A regional “Powering Sustainable Development” Conference took place on St. Eustatius, September 25 to 27, organised by St. Eustatius Tourism Development Foundation with financial aid from local and regional sponsors. The conference emphasised the urgent need for a democratic development process; a plan for sustainable tourism in Statia; wide cooperation of stakeholders to tackle multi-faceted problems of sustainable development, as well as a strong facilitating role for government without hidden agendas. Additionally, education was also deemed of great importance. In general, it was strongly felt that “this conference has created a platform to initiate discussions on the topic of sustainable development,” on Statia and in the region.

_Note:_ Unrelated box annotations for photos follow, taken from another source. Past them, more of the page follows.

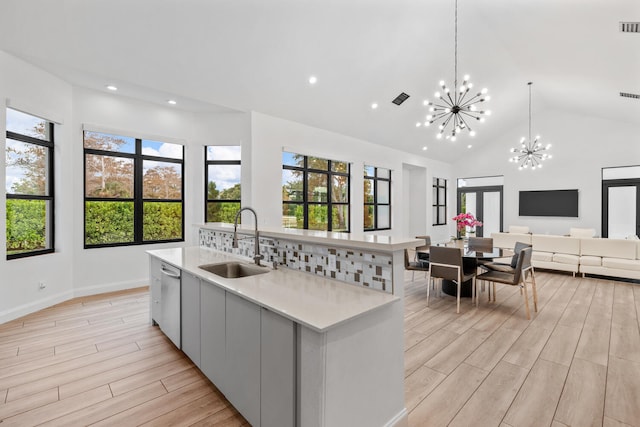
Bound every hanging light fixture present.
[418,0,491,141]
[509,82,551,170]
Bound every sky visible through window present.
[5,108,49,193]
[207,145,242,191]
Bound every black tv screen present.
[519,190,578,217]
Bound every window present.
[364,165,391,231]
[204,145,242,222]
[6,108,55,259]
[433,178,447,225]
[282,152,349,232]
[84,131,184,248]
[601,166,640,239]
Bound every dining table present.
[440,241,504,298]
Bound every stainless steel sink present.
[198,262,269,279]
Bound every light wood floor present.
[0,288,248,427]
[0,272,640,427]
[405,272,640,427]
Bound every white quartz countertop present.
[195,222,424,252]
[147,247,400,332]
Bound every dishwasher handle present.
[162,265,180,279]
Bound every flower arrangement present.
[452,213,482,231]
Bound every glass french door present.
[457,185,503,237]
[602,179,640,239]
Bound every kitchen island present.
[149,227,414,427]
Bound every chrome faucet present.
[232,207,264,265]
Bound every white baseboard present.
[0,279,149,324]
[385,408,409,427]
[73,279,149,298]
[0,289,73,324]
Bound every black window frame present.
[282,153,351,233]
[5,110,56,260]
[362,165,392,231]
[204,145,242,223]
[432,177,447,226]
[82,129,185,249]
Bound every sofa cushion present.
[580,255,602,267]
[531,251,553,262]
[531,234,580,255]
[553,254,580,265]
[580,239,638,259]
[602,257,640,271]
[569,228,596,239]
[491,233,531,249]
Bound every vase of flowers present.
[452,212,482,237]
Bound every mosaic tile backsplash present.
[199,228,393,293]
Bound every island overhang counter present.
[149,224,419,427]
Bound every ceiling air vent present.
[391,92,409,105]
[620,22,640,33]
[620,92,640,99]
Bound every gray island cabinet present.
[149,234,416,427]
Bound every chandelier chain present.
[416,0,491,142]
[453,0,458,89]
[527,82,533,141]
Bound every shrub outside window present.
[204,145,242,222]
[5,108,55,259]
[282,152,350,232]
[84,131,184,248]
[364,165,391,231]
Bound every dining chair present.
[404,249,429,282]
[427,246,478,313]
[414,236,431,262]
[467,237,493,252]
[476,247,538,320]
[482,242,531,273]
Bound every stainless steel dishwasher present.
[160,262,181,348]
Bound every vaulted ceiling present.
[0,0,640,161]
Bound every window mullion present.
[133,139,144,243]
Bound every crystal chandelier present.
[509,82,551,170]
[416,0,491,141]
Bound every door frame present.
[601,178,640,238]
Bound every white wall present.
[248,112,451,237]
[0,51,250,323]
[0,51,77,322]
[454,110,640,235]
[0,51,452,323]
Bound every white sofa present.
[580,239,640,279]
[491,233,640,279]
[531,234,580,276]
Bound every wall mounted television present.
[519,190,578,218]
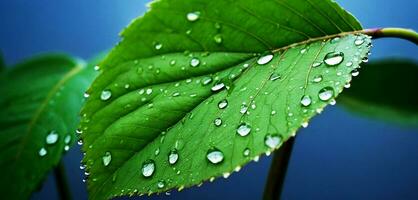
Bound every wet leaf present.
[81,0,370,199]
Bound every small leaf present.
[0,55,99,199]
[81,0,370,199]
[338,58,418,126]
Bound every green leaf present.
[0,54,99,199]
[0,52,6,72]
[80,0,370,199]
[338,58,418,126]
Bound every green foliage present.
[338,59,418,126]
[0,54,99,199]
[81,0,370,199]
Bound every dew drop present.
[213,118,222,126]
[206,148,224,164]
[313,75,322,83]
[354,37,364,46]
[324,52,344,66]
[45,131,59,144]
[242,148,251,157]
[186,11,200,22]
[264,134,282,149]
[270,73,282,81]
[100,90,112,101]
[213,34,222,44]
[157,180,165,189]
[300,95,312,106]
[211,83,225,92]
[83,92,90,99]
[168,149,179,165]
[202,77,212,85]
[218,99,228,109]
[190,58,200,67]
[257,54,273,65]
[351,69,360,76]
[102,151,112,167]
[64,135,71,144]
[318,87,334,101]
[154,42,163,50]
[38,147,48,157]
[237,123,251,137]
[141,159,155,178]
[312,62,322,67]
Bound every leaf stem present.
[263,137,295,200]
[54,160,72,200]
[363,28,418,45]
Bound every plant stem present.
[363,28,418,45]
[263,137,295,200]
[54,161,72,200]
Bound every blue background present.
[0,0,418,199]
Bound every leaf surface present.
[338,58,418,126]
[0,54,99,199]
[81,0,370,199]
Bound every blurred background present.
[0,0,418,200]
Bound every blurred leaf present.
[81,0,370,199]
[338,59,418,126]
[0,54,96,199]
[0,52,6,72]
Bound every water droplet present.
[239,104,248,114]
[324,52,344,66]
[361,57,369,63]
[270,73,282,81]
[202,77,212,85]
[318,87,334,101]
[218,99,228,109]
[264,134,282,149]
[64,135,71,144]
[168,149,179,165]
[100,90,112,101]
[206,148,224,164]
[313,75,322,83]
[300,95,312,106]
[186,11,200,22]
[351,69,360,76]
[45,131,59,144]
[83,92,90,99]
[312,62,322,67]
[38,147,48,157]
[237,123,251,137]
[211,83,225,92]
[257,54,273,65]
[213,34,222,44]
[141,159,155,178]
[157,180,165,189]
[354,36,364,46]
[213,117,222,126]
[190,58,200,67]
[242,148,251,157]
[102,151,112,167]
[154,42,163,50]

The conference, which attracted some 70 participants from many Caribbean islands, was built around a number of subthemes:
agro-tourism, sustainable development in a small community, cultural heritage, marine, terrestrial and sustainable tourism in general and alternative energy.
Development of agrotourism was seen as a major issue for Statia, but just attracting more tourism of that kind and providing rooms in farms is not enough. Local farming itself should be made economically healthy and certified for their organic produce, which it currently not the case.
However, a number of promising experiments are taking place, such as “Turning the sun into ice-cubes, and “Farming as green education for the public.” Clear roles for the Executive Council, but also for the population were indentified. “It is up to the consumer to support the local farmer.” it was stated. In her keynote address, Director General Nature and Regional Policy of the Dutch Ministry of Economic Affairs, Agriculture and Innovation Annemie Burger made a number of suggestions to participants with regard to sustainable issues on the local level. “Develop eco-tourism in order to show the values of biodiversity; do not make it a second Miami,” she warned.
Presentations by the Dutch town of Breda led to a number of comments, for instance about inequality in relationships between Statia and the Dutch government. Organisers had not forgotten to include cultural heritage and the arts in their view on sustainable development.
A drum workshop led to great enthusiasm among participants. It was acknowledged that marine tourism is of vital importance to the Caribbean. Therefore, strong emphasis was put on the protection of large marine areas, and on the sustainable use of marine areas for diving and fishing.
Statia also has a number of terrestrial natural resources, such as its national parks, its tangible history in buildings and infrastructure, and archaeological assets. Roaming donkeys and cows and especially hundreds of goats pose an immense threat to this heritage, also in protected areas.
A pressing issue was the question how many hotel rooms Statia could handle without compromising the delicate balance between the island’s ecological capacity and economic needs. The current number of available hotel rooms (80) was seen as a very limiting factor in the development of sustainable tourism. Many suggestions were made, including a plan for sustainable tourism, an expansion of traditional hotel capacity to 250 rooms, locally run eco-lodging facilities, and a certification system.
Further improved transport capacity to and from Statia, such as a ferry to St. Maarten and affordable flight prices, and a harbour for medium-size yachts were deemed very necessary.
Participants were against the arrival of cruise ships and against expansion of NuStar oil tank storage capacity. Alternative sources of energy were found of vihotal importance to a more sustainable society. The presentation of an Aruban resort owner yielded great admiration by participants when learning that even in its smallest details a nearly circular system of energy use, garbage processing and recycling of materials has been achieved.
The conference was closed with a reception at the office of Island Governor Gerald Berkel. Participants said they found the conference well-conducted and rich in results. Ideas surfaced to organise similar conferences on a rotation schedule between “nearby” islands such as Saba, St. Maarten, St. Kitts and Nevis or Anguilla.